Walleye were sampled in high numbers (13.5 walleye/gillnet), above the management goal of 7.0 walleye/net and well above the range "typical" for this lake class. Walleye abundance in past has generally been near or above the management goal. Good numbers of walleye in the 16-18 inch size range were sampled. The walleye population in Seventh Crow Wing is being maintained by a combination of natural reproduction and stocking by the DNR. Seventh Crow Wing is stocked with walleye fingerlings in odd numbered years. Yellow perch, an important forage species for walleye, were sampled in good numbers. The yellow perch in Seventh Crow Wing are small in size with few fish an acceptable size for angling.
Present and past surveys have shown that Seventh Crow Wing is able to maintain a low to moderate northern pike population composed of moderate to quality sized fish. The northern pike gillnet catch of 1.0 pike/gillnet is below the range "typical" for this lake class, but similar to past surveys. While numbers are low, Seventh Crow Wing is able to produce some large pike due to the combination of a good food supply of white sucker and tullibee (cisco) and fast growth rates.
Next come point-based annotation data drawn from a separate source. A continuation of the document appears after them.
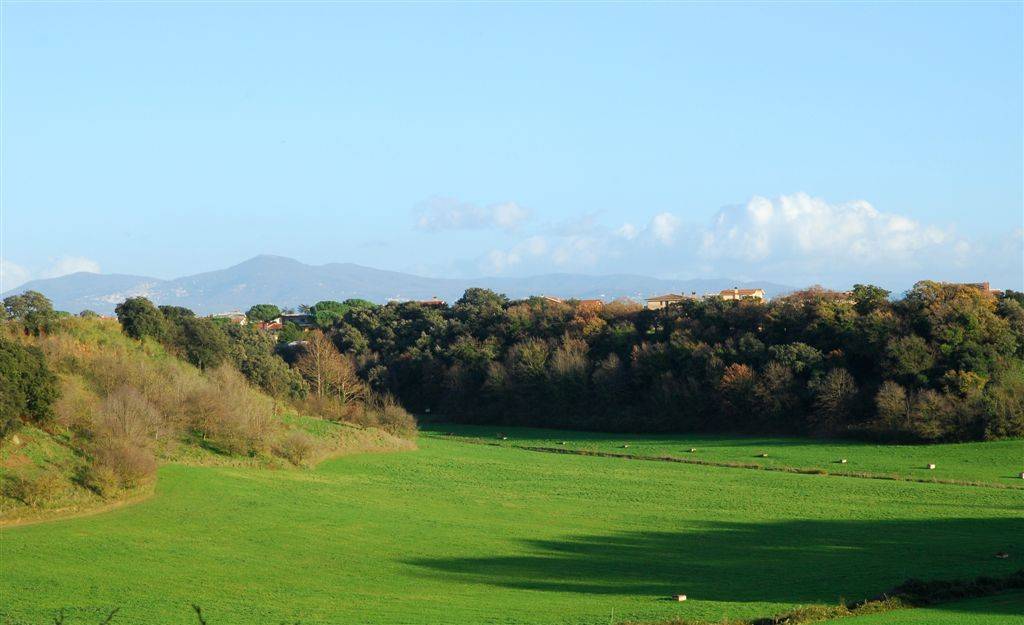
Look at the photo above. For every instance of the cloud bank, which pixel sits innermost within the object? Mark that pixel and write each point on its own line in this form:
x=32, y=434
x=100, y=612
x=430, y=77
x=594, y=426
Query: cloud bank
x=448, y=214
x=797, y=239
x=13, y=276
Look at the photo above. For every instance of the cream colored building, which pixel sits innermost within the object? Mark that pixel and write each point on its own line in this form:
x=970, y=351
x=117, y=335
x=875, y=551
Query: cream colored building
x=663, y=301
x=735, y=294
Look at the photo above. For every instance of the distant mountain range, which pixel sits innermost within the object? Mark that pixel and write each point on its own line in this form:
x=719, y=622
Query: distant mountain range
x=287, y=282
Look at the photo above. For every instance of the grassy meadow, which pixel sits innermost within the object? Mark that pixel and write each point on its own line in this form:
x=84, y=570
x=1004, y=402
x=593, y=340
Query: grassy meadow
x=459, y=533
x=995, y=462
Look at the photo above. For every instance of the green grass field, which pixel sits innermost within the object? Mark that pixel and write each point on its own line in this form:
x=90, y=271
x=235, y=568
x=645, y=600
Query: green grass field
x=998, y=462
x=459, y=533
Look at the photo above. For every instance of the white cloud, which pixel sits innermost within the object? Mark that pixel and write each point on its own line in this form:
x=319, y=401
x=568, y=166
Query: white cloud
x=628, y=232
x=802, y=227
x=664, y=227
x=446, y=213
x=13, y=276
x=796, y=239
x=499, y=261
x=71, y=264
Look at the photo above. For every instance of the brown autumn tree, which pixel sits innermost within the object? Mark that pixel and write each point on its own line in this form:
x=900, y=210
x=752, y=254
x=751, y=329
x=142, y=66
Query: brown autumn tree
x=329, y=372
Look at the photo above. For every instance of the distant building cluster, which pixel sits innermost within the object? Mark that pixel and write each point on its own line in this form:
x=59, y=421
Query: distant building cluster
x=655, y=302
x=734, y=294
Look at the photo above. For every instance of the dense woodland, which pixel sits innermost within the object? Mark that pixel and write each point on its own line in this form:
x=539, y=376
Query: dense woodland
x=943, y=363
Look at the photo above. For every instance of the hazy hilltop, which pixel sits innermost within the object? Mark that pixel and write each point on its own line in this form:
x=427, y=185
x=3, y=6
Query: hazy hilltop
x=288, y=283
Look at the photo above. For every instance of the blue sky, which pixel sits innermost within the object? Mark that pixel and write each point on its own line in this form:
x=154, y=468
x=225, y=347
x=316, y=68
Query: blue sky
x=794, y=142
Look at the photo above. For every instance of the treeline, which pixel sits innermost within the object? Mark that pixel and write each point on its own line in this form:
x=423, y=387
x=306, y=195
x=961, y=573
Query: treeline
x=312, y=376
x=97, y=405
x=943, y=363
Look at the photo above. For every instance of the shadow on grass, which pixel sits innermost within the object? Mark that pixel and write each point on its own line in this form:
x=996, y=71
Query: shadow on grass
x=799, y=561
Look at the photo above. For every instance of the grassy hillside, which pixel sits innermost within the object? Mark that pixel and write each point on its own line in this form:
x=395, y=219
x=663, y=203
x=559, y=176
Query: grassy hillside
x=998, y=462
x=125, y=407
x=469, y=534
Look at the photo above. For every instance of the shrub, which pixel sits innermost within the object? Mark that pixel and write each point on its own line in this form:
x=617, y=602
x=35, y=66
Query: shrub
x=101, y=480
x=35, y=490
x=28, y=387
x=391, y=417
x=230, y=416
x=296, y=447
x=130, y=465
x=77, y=406
x=128, y=417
Seventh Crow Wing supports good populations of panfish and largemouth bass. Anglers will find good numbers of bluegill in the 6-8 inch range and black crappie in the 9-11 inch range. Good largemouth bass habitat of submerged and emergent aquatic vegetation is found in Seventh Crow Wing.
Other species sampled included high numbers of white sucker and bowfin (dogfish) and moderate numbers of pumpkinseed and rock bass. Brown bullhead, yellow bullhead, golden shiner, and green sunfish were sampled in low numbers.